Other Names: Macroprolactin Assay, Pituitary Hormone Test.
FDA Status: Laboratory-developed test (LDT), meeting endocrinology standards for diagnostic accuracy.
Historical Milestone: Macroprolactin testing began in the 1990s with pituitary research. Immunoassay methods improved in the 2000s, enhancing diagnostic precision.
Purpose: Measures macroprolactin to diagnose pituitary disorders, guides treatment, and evaluates patients with hormonal imbalances or fatigue.
Test Parameters: 1. Macroprolactin Level
Pretest Condition: Fasting 10-12 hours required. Collect serum or plasma. Report history of hormonal imbalances, fatigue, or pituitary symptoms.
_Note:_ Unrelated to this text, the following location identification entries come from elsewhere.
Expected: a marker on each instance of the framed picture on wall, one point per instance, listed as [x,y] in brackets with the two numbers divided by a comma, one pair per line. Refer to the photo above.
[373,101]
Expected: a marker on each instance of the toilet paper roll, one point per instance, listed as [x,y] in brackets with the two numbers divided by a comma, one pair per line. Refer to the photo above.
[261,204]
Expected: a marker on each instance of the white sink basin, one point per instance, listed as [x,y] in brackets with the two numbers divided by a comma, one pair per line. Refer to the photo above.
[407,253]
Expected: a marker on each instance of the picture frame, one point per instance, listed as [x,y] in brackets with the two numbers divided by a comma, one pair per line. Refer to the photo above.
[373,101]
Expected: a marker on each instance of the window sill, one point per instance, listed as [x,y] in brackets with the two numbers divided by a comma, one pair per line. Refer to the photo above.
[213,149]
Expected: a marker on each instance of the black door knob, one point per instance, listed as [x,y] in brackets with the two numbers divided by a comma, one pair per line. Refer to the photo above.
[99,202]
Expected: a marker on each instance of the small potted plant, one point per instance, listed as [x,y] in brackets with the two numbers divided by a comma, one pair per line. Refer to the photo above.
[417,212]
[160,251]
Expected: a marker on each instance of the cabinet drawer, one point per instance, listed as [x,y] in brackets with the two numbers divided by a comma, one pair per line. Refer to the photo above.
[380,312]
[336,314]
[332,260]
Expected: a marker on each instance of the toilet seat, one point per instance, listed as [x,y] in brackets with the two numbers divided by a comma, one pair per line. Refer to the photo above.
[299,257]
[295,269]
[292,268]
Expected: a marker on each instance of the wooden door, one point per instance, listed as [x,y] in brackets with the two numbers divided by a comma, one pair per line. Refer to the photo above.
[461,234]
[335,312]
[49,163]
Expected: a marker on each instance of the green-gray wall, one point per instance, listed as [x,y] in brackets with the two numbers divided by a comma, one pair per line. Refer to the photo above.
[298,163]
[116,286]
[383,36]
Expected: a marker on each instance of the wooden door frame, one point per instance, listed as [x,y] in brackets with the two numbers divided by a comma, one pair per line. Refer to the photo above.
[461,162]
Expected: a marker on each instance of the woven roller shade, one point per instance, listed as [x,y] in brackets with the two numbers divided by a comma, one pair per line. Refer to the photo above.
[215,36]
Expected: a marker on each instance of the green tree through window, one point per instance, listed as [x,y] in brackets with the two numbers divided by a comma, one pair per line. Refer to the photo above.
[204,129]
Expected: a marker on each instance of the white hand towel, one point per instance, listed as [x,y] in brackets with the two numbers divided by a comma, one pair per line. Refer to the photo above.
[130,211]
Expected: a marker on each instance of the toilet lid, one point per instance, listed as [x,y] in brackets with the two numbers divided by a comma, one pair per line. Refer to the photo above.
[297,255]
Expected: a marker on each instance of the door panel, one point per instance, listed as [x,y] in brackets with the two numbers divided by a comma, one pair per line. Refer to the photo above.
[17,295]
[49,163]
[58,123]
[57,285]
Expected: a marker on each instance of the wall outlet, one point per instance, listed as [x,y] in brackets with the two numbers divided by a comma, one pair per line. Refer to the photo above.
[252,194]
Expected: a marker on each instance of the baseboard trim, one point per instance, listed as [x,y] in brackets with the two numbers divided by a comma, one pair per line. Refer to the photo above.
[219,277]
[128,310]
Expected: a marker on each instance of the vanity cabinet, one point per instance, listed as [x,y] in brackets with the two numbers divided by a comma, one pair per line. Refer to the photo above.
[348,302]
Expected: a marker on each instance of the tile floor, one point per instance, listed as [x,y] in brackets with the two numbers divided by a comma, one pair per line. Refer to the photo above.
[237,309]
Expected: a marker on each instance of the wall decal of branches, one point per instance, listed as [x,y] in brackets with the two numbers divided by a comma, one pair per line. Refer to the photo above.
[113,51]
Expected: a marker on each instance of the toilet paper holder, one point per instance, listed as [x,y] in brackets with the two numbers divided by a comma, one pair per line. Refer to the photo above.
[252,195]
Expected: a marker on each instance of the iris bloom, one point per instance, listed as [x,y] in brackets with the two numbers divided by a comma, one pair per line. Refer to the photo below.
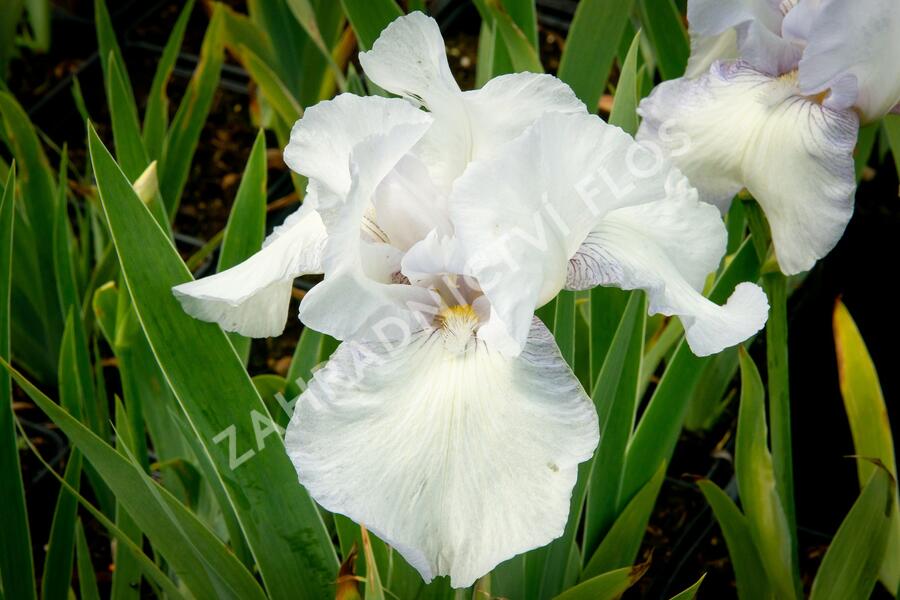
[772,102]
[447,422]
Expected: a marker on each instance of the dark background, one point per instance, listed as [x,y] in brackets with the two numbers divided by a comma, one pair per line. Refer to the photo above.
[683,538]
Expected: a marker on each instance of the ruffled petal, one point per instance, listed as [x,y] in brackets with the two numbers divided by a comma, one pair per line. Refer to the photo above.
[757,25]
[409,59]
[523,214]
[667,248]
[252,297]
[350,301]
[408,205]
[851,50]
[397,435]
[323,139]
[737,127]
[705,50]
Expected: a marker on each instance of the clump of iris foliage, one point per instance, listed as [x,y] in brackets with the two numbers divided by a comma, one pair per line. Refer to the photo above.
[186,467]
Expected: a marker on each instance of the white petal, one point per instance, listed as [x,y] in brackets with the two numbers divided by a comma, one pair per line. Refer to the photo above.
[522,215]
[736,127]
[408,204]
[410,60]
[490,117]
[352,299]
[705,50]
[323,139]
[852,50]
[757,24]
[252,297]
[667,248]
[434,256]
[455,455]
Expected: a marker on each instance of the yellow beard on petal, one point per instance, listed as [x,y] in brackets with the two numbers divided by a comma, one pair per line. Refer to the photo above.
[457,325]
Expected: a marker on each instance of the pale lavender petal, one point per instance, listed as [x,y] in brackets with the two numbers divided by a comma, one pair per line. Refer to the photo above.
[757,24]
[852,52]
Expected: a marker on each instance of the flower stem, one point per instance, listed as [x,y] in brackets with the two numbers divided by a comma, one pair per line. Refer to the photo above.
[775,285]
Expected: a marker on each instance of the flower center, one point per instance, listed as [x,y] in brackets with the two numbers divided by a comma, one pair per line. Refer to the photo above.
[457,325]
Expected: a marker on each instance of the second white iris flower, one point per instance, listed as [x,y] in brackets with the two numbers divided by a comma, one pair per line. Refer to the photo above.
[447,422]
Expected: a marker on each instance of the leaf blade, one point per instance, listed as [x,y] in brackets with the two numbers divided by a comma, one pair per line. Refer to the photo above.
[203,370]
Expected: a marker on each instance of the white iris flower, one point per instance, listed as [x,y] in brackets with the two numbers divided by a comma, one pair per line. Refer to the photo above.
[772,102]
[447,422]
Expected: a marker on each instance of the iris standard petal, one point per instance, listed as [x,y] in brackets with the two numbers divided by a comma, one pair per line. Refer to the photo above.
[252,297]
[667,248]
[757,25]
[409,59]
[397,436]
[851,50]
[523,214]
[737,127]
[350,301]
[323,139]
[705,50]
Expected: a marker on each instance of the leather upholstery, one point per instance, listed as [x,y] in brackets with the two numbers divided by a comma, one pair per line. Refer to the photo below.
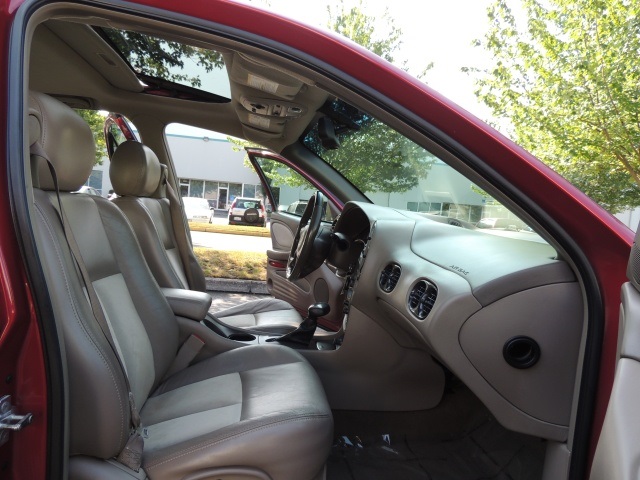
[135,176]
[59,140]
[259,408]
[135,170]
Specimen: Serum (SST, 2-5 mL), Plasma (EDTA, 2-4 mL). Transport in a biohazard container.
Sample Stability at Room Temperature: 8 hours
Sample Stability at Refrigeration: 7 days
Sample Stability at Frozen: 6 months
Medical History: Document hormonal imbalances, fatigue, infertility, or family history of pituitary disorders. Include current medications, especially dopamine agonists.
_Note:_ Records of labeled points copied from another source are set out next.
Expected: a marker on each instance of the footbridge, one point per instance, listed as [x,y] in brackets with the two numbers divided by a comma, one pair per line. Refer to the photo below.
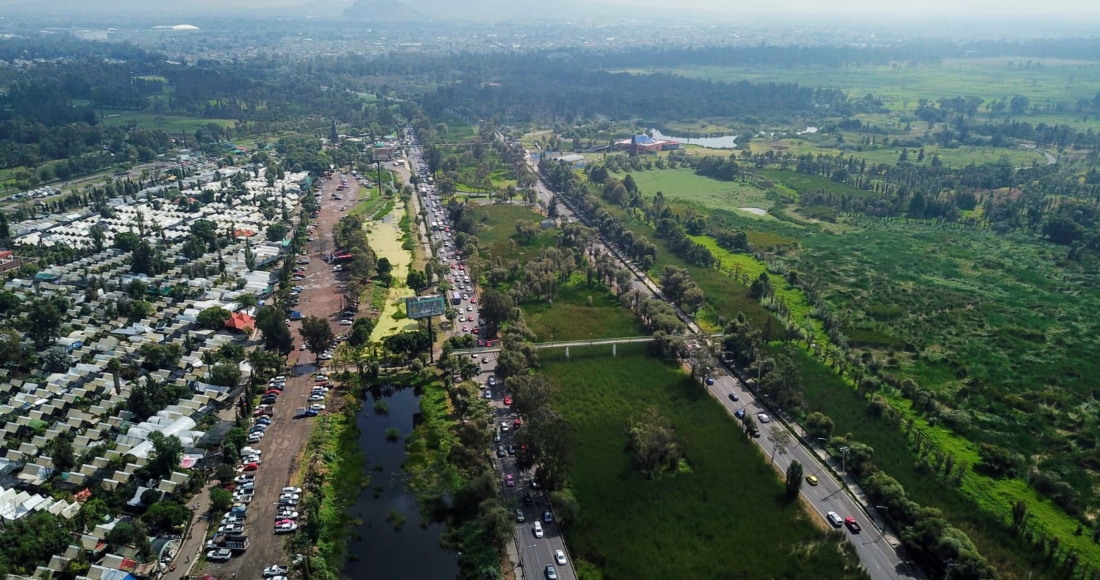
[574,343]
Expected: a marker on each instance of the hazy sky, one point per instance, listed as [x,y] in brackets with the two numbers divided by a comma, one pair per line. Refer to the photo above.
[792,9]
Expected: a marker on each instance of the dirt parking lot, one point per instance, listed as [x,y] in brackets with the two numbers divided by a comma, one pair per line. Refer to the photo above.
[287,436]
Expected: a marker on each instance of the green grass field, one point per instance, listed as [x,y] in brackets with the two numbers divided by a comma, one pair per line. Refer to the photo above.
[684,185]
[902,85]
[572,317]
[497,231]
[725,518]
[147,120]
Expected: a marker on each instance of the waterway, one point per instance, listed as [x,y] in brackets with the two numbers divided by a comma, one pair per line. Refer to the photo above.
[375,548]
[710,142]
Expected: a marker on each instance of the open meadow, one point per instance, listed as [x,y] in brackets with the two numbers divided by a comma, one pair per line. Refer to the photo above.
[725,517]
[684,185]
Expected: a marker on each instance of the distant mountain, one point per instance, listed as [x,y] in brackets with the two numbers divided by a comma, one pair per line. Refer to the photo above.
[382,11]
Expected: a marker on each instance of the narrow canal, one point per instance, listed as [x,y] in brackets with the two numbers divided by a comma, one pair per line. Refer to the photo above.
[376,549]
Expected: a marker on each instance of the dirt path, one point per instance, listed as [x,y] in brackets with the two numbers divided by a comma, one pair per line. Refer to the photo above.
[287,436]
Consent: Written consent required, detailing the tests purpose, pituitary disorder implications, and risks of blood collection.
Procedural Considerations: Uses immunoassay to measure macroprolactin in serum or plasma. Results are available in 3-5 days, supporting clinical decisions. Performed in laboratories, often for pituitary disorder diagnosis.
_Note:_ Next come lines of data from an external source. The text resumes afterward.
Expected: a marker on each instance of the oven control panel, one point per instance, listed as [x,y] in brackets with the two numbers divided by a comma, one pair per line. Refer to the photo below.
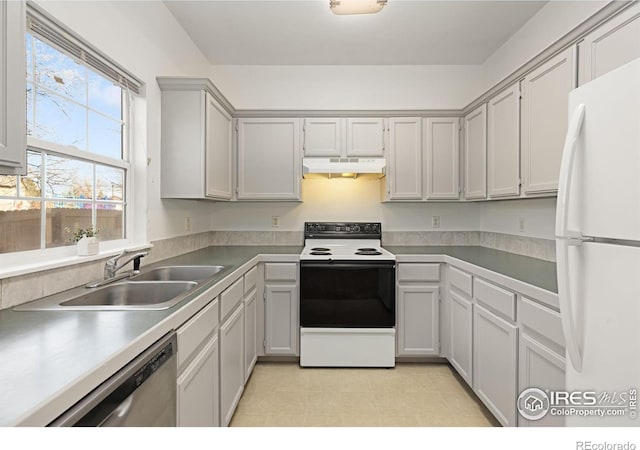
[351,230]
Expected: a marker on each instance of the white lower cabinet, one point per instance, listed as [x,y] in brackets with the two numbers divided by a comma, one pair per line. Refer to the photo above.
[198,370]
[495,357]
[232,373]
[542,368]
[418,318]
[281,319]
[281,327]
[461,336]
[198,389]
[250,327]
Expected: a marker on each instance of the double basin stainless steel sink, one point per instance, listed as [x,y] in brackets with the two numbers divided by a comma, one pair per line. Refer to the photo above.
[155,289]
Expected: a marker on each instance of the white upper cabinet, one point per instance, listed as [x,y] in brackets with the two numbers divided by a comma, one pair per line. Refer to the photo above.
[612,45]
[504,143]
[13,149]
[405,159]
[544,121]
[475,153]
[365,137]
[343,137]
[269,159]
[218,144]
[323,137]
[442,166]
[196,145]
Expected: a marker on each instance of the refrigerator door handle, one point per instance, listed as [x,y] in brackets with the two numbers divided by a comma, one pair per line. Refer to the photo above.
[566,173]
[568,237]
[566,309]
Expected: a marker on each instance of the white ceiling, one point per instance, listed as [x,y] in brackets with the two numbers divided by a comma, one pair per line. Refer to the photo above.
[307,32]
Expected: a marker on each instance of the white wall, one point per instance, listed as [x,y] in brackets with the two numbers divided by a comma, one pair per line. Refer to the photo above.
[347,87]
[548,25]
[504,217]
[344,200]
[144,38]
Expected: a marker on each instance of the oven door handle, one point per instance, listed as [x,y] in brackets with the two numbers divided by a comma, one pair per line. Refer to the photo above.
[348,265]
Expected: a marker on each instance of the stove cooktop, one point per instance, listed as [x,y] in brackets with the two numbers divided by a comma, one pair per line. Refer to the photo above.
[345,249]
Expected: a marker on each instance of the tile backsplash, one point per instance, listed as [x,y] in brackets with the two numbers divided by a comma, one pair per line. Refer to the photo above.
[24,288]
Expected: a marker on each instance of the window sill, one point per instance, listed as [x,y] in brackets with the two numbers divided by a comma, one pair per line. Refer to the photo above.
[58,259]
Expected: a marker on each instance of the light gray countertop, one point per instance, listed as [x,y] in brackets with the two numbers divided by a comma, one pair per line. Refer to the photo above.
[533,271]
[51,359]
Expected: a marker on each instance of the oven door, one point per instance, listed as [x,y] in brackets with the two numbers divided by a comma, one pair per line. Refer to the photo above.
[347,294]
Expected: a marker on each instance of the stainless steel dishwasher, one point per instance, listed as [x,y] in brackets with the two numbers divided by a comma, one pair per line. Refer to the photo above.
[141,394]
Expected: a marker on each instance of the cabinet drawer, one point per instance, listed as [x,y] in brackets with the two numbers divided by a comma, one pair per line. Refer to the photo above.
[461,280]
[280,272]
[230,298]
[543,321]
[250,280]
[418,272]
[495,298]
[195,331]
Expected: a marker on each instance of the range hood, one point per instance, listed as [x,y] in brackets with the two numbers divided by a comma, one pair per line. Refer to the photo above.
[343,167]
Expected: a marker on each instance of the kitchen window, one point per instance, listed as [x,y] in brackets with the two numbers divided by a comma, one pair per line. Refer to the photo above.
[78,169]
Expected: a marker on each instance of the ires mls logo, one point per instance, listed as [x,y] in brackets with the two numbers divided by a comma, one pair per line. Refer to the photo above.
[534,403]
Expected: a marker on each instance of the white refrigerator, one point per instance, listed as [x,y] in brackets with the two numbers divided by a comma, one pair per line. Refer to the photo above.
[598,246]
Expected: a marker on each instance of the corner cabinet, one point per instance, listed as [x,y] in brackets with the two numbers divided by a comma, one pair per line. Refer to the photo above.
[13,148]
[442,149]
[418,309]
[269,161]
[405,159]
[544,121]
[475,153]
[610,46]
[198,369]
[503,145]
[197,133]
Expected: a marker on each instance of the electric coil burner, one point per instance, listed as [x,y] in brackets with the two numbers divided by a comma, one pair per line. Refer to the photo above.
[347,297]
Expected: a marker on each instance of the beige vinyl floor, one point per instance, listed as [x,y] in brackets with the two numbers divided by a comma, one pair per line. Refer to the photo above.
[410,395]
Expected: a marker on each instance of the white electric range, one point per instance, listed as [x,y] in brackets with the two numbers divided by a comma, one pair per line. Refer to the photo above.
[347,296]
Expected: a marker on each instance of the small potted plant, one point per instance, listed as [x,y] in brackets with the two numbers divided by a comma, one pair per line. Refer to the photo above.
[85,239]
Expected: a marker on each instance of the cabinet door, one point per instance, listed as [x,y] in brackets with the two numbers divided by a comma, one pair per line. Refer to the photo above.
[250,325]
[13,149]
[503,142]
[541,368]
[418,318]
[281,319]
[495,364]
[610,46]
[442,167]
[475,153]
[198,395]
[231,364]
[323,137]
[461,338]
[269,159]
[545,113]
[217,151]
[405,159]
[365,137]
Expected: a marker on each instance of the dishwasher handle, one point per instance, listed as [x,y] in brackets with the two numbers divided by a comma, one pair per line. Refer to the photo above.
[112,400]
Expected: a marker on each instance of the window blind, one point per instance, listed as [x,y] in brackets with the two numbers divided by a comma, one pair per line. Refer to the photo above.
[68,42]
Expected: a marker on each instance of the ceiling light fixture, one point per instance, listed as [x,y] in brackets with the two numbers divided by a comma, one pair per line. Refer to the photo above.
[343,7]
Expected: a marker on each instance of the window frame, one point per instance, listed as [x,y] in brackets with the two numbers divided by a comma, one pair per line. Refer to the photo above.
[27,261]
Factors Affecting Result Accuracy: Hemolysis, lipemia, or improper sample storage can affect results. Non-fasting samples may reduce accuracy.
Clinical Significance: Elevated macroprolactin suggests pituitary dysfunction, guiding further evaluation or treatment. Normal levels may indicate benign macroprolactinemia.
Specialist Consultation: Consult an endocrinologist for result interpretation and treatment planning.
Additional Supporting Tests: Prolactin, pituitary MRI, or thyroid function tests to confirm pituitary disorder diagnosis.
Test Limitations: Macroprolactinemia may not always indicate pathology; clinical correlation is needed. Assay variability exists.
References: Endocrine Society Pituitary Guidelines, 2023; Journal of Clinical Endocrinology, Melmed S, 2022.